Tous deux entrèrent ensuite dans la place où se tenait M. Belmont, auquel ils tinrent compagnie, tandis qu’il attendait avec résignation le résultat de la conférence qui avait lieu dans la chambre de la malade.
Nous ne donnerons pas les détails de cette entrevue. Qu’il suffise de savoir qu’elle fut extrêmement consolante pour l’invalide et pénible au suprême degré pour le jeune officier. À la vue de la figure émaciée de la jeune fille, Cary perdit tout empire sur ses sentiments. Il ne se rappela qu’une chose : que cette moribonde lui avait sauvé la vie. Il ne vit qu’un devoir à accomplir : sauver la vie de sa bienfaitrice à n’importe quel sacrifice pour lui-même ou pour les autres. Les longues veilles de ces huit semaines chez M. Belmont lui revinrent à la mémoire ; l’attention infatigable, les tendres soins, les douces paroles de consolation et d’encouragement… la maladie était le résultat de tout cela ; c’était assez.

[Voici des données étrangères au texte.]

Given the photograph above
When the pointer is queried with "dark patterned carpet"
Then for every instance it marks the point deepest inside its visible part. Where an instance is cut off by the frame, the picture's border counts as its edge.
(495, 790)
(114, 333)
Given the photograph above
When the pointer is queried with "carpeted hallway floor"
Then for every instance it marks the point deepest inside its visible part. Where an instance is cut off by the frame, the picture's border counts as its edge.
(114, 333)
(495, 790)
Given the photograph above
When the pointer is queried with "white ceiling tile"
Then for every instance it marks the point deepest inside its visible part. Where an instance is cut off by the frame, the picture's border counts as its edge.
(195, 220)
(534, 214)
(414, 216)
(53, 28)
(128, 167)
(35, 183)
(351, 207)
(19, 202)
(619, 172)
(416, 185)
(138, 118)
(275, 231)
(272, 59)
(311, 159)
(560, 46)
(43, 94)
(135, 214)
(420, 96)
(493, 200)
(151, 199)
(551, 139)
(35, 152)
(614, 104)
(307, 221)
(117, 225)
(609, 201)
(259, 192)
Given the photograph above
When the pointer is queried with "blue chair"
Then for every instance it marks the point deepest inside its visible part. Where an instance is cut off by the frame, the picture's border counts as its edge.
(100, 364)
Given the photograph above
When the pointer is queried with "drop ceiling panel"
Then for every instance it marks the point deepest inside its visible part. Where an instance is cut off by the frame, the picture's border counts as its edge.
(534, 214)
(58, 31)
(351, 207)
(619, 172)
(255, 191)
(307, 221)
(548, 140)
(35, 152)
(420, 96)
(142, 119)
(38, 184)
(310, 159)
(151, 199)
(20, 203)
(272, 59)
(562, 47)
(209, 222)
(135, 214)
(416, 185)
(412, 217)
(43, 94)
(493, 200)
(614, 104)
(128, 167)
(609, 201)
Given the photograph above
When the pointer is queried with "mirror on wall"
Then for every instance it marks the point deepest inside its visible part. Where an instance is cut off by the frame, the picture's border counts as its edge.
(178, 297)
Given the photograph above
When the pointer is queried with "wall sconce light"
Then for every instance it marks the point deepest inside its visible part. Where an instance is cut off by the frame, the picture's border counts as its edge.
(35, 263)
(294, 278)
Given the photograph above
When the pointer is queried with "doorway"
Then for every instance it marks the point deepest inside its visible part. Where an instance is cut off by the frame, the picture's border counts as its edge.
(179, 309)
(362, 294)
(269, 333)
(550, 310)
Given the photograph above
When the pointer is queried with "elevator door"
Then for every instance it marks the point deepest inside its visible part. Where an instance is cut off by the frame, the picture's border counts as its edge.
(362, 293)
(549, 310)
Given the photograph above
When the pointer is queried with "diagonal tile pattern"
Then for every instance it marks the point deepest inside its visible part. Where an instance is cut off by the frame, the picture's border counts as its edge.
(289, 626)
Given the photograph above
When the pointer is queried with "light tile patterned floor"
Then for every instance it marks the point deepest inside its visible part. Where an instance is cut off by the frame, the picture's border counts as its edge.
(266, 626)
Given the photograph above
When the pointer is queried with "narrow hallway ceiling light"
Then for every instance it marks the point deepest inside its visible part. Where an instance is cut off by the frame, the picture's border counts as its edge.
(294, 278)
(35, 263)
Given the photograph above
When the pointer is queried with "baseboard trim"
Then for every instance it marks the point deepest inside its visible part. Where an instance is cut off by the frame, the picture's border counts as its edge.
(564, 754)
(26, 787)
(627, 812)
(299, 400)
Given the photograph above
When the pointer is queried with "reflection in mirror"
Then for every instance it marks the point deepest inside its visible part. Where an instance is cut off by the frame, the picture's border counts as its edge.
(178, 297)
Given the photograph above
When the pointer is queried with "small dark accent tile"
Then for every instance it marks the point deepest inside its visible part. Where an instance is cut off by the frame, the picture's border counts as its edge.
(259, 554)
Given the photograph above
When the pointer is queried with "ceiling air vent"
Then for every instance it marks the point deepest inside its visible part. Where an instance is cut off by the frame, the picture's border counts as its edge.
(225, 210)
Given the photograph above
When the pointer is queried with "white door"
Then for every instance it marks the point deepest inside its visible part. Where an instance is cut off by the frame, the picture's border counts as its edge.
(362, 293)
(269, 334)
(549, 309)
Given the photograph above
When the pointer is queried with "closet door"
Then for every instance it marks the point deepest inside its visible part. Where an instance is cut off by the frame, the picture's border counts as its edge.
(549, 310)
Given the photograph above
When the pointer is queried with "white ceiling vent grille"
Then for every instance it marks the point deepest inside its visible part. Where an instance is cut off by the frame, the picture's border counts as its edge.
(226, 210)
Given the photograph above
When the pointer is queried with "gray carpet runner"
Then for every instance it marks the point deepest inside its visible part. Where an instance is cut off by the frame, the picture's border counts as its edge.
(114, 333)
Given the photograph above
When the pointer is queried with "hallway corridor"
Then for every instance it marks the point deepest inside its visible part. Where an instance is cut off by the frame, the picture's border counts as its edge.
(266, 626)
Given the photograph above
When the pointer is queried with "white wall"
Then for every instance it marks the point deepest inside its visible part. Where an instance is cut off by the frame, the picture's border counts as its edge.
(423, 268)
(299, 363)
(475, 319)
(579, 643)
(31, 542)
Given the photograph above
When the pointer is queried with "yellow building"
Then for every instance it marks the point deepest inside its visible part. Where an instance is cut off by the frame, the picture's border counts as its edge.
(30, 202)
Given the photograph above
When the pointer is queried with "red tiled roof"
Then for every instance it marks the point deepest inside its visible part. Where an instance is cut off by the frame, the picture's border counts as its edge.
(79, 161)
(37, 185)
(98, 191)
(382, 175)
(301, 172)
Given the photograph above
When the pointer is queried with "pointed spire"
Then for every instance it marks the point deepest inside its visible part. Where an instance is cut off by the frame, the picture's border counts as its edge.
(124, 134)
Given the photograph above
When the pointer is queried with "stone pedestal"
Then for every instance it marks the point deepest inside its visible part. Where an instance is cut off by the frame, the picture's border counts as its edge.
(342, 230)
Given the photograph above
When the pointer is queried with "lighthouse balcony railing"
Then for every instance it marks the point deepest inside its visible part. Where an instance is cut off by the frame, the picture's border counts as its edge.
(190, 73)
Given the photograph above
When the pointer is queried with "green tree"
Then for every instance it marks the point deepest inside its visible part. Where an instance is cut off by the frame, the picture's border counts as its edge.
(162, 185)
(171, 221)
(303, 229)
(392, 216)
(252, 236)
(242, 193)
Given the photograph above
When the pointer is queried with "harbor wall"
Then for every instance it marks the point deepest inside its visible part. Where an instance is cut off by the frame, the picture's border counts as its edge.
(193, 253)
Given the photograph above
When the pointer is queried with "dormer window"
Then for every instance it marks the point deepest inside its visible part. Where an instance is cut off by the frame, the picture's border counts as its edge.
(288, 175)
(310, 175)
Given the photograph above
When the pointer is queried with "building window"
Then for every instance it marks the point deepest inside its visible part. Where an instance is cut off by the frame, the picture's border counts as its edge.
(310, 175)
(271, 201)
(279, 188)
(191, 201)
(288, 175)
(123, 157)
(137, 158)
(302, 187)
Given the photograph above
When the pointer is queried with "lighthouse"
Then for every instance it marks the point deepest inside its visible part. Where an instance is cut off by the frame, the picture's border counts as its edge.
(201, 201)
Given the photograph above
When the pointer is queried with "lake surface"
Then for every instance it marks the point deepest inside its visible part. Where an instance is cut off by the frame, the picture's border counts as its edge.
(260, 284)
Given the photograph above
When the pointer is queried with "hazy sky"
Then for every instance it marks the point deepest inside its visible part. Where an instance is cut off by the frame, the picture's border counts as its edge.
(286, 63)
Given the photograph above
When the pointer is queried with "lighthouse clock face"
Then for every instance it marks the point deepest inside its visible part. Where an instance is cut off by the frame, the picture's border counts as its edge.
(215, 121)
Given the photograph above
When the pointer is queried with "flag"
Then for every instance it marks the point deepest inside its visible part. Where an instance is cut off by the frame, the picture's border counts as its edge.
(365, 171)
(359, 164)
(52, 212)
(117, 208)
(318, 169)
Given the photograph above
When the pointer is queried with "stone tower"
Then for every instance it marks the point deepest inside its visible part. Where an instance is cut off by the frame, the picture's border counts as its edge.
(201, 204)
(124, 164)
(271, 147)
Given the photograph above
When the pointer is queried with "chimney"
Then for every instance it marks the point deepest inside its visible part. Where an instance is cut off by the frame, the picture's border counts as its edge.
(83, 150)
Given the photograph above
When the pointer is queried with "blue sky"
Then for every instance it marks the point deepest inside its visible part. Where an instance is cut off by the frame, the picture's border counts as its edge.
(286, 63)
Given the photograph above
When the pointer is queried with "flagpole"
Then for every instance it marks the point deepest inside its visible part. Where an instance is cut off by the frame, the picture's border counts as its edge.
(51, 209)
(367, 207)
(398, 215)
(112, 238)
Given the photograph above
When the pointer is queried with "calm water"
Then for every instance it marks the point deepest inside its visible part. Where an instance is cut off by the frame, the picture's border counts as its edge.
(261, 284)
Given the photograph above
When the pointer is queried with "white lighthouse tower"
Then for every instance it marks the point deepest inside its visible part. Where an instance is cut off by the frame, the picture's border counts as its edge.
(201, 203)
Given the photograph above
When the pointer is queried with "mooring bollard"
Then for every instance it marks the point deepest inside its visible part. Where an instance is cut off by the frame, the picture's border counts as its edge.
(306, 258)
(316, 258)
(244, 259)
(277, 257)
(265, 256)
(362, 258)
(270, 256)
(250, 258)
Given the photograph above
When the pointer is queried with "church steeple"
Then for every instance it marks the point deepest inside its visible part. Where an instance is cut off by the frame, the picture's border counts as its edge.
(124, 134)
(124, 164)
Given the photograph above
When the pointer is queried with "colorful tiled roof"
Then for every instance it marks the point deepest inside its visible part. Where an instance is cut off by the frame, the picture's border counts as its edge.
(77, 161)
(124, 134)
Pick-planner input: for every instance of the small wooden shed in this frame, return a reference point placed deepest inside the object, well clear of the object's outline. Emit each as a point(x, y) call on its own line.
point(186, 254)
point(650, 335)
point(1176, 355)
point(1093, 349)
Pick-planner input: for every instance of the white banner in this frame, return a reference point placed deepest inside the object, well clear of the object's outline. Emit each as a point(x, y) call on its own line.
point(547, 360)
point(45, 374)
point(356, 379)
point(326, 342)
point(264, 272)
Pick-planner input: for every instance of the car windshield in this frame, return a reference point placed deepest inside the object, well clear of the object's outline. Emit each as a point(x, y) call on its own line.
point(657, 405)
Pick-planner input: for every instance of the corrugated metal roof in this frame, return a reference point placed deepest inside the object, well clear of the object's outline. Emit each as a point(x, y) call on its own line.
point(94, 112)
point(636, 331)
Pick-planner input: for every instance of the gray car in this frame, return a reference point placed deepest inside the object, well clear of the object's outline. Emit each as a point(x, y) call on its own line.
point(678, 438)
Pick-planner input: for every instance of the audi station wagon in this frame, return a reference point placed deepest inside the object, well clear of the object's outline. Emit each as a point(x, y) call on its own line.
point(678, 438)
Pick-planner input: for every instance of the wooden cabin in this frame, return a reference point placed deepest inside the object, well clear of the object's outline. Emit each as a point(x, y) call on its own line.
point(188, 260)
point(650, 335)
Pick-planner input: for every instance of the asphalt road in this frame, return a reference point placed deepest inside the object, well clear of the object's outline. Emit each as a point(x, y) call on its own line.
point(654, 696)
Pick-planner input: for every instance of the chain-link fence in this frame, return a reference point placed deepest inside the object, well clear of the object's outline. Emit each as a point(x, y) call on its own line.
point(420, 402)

Tout heureuse que fût Pauline d’entendre ses paroles de gratitude et ses déclarations de dévouement, elle ne dit rien qui pût l’autoriser à croire que tout cela pût avoir l’effet de rétablir sa santé et de lui relever le moral. La pauvre enfant tremblait à la pensée de l’alternative où elle était placée. Zulma, si près — un mur seulement la séparait d’elle. — Roderick, si loin — les remparts de Québec semblant avoir disparu au-delà d’un horizon infini. — La mort était là, tout près. Pourquoi la fuir ? Pourquoi ne pas accueillir sa délivrance avec des bénédictions ?
Ce ne fut point par des paroles que Pauline communiqua ces pensées à Cary ; malgré toute sa résolution, elle en aurait été incapable ; mais il ne comprit que trop sa pensée, la violence de sa propre douleur lui faisant lire sur la figure souffrante de la malade les pensées secrètes qu’en temps ordinaire il n’aurait jamais pu pénétrer.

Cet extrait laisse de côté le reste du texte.